Hacker News new | ask | show | jobs
by sgt101 533 days ago
Nearly complete security isn't security. If the potential is there people will find it, other models will find it.

Everythings fine until one day $200m disappears from your balance sheet and no one can explain why!

2 comments

Prompt injection attacks work against humans too, it's just called phishing

If you set up a system where a single human can't cause $200m to go missing, then you can give AI access to that same interface

Yes, but.

Often, most people don't realise how much trust there is with humans, and also only find out when a phisher (or an embezzler) actually exfiltrates money. Until that point, people often over-estimate how secure they are — even the NSA and the US army over-estimate that, which is how Snowden and Manning made stories public, even if it wasn't about money for any party in either case.

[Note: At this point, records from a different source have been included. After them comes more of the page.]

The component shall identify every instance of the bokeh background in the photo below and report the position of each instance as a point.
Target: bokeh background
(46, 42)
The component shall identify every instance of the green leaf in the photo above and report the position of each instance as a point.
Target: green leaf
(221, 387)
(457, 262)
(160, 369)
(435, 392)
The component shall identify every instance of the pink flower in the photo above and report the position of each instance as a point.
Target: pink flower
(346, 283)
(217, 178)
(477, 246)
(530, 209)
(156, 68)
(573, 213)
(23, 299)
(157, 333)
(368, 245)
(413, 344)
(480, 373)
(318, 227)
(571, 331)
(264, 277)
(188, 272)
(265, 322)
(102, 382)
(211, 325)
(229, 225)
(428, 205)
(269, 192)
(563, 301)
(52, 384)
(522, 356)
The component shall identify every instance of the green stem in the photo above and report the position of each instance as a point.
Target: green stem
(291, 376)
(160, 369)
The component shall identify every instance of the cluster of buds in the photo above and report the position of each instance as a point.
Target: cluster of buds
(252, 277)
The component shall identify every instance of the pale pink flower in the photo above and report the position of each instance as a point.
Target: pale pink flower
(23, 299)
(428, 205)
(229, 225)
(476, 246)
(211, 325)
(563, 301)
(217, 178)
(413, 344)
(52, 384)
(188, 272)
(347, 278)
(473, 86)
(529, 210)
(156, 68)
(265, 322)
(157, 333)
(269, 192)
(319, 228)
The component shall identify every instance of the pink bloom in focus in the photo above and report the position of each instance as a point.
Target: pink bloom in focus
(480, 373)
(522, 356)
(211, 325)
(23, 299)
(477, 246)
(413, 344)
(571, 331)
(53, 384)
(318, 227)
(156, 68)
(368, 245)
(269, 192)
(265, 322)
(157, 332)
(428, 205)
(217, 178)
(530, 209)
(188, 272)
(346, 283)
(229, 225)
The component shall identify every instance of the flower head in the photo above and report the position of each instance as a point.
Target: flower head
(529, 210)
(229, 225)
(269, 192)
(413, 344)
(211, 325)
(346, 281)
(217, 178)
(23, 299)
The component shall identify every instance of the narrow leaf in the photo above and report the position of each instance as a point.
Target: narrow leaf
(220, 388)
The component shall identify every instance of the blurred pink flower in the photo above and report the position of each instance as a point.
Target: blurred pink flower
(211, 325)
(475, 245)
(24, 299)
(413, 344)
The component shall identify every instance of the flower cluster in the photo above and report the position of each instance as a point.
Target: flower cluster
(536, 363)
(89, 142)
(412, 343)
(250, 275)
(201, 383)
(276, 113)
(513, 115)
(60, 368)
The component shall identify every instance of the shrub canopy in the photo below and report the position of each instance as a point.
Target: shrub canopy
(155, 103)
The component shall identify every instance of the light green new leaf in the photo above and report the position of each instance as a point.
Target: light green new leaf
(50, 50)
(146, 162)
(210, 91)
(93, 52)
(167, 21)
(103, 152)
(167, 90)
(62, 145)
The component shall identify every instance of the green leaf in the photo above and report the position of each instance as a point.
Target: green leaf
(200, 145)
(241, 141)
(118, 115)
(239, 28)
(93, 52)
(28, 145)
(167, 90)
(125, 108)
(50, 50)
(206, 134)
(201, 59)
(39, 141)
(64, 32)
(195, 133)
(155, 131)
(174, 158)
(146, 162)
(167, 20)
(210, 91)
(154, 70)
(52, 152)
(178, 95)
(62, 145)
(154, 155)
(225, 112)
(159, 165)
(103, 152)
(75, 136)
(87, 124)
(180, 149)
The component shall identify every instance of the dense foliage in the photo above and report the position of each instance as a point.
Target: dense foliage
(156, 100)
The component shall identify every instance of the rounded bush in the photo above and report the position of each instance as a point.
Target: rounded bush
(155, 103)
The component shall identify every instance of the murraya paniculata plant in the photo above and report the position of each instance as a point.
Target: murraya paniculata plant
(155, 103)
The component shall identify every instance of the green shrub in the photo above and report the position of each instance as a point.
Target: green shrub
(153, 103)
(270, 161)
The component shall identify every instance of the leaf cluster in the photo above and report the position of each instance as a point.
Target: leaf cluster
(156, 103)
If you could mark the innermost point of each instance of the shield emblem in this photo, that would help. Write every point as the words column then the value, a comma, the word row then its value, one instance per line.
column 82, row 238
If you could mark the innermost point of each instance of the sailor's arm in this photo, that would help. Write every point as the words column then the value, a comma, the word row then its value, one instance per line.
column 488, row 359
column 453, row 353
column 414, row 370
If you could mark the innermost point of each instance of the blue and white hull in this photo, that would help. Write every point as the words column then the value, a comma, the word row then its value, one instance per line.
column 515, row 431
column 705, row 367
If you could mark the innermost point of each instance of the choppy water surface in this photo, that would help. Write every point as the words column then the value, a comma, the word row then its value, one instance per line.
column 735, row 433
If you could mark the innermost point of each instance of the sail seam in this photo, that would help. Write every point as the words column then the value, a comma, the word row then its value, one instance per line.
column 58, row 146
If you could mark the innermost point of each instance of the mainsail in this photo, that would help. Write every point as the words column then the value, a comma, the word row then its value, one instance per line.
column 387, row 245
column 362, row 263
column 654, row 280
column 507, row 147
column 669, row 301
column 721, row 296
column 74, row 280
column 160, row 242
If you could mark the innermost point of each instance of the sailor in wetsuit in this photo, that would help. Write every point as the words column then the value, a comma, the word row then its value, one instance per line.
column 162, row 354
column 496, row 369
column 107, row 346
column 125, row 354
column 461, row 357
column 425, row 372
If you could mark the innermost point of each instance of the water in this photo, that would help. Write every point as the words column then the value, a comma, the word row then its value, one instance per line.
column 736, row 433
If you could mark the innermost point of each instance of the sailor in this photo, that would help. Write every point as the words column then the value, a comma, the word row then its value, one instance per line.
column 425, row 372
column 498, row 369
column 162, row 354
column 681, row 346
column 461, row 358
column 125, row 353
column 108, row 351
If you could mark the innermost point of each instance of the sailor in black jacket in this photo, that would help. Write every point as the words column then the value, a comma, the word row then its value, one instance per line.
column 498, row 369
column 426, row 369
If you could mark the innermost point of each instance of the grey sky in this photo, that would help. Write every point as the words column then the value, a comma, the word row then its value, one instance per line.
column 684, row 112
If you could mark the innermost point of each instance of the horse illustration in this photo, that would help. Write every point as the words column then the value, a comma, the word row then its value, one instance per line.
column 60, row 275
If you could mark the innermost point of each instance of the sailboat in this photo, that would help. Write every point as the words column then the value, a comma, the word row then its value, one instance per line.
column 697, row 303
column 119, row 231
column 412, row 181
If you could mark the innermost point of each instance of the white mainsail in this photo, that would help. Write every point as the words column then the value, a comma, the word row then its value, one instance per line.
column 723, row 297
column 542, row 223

Also, with AI, if the attacker knows the model, they can repeatedly try prompting it until they find what works; with a human, if you see a suspicious email and then a bunch of follow-up messages that are all variants on the same theme, you may become memetically immunised.

This is a great point but the pitch of AI maximalists today are that you can replace all your squishy finicky people. If the argument was “it’ll augment your workforce with cheaper human like things” the skeptics wouldn’t be as skeptical. The argument is instead “it’ll replace your workforce with superhumans”.
Working prompt injections for frontier models are devised by applying brilliant pattern constructions. If models ever become useful for writing them, that would represent a massive intelligence leap and a major concern.

As things stand, with working injections becoming harder for humans, people won't be able to make a name for themselves on the internet extracting meth recipes.

My point is just that it isn't a fundamental flaw, or at least, there are indications that reasoning at test time seems to be a part of the remedy.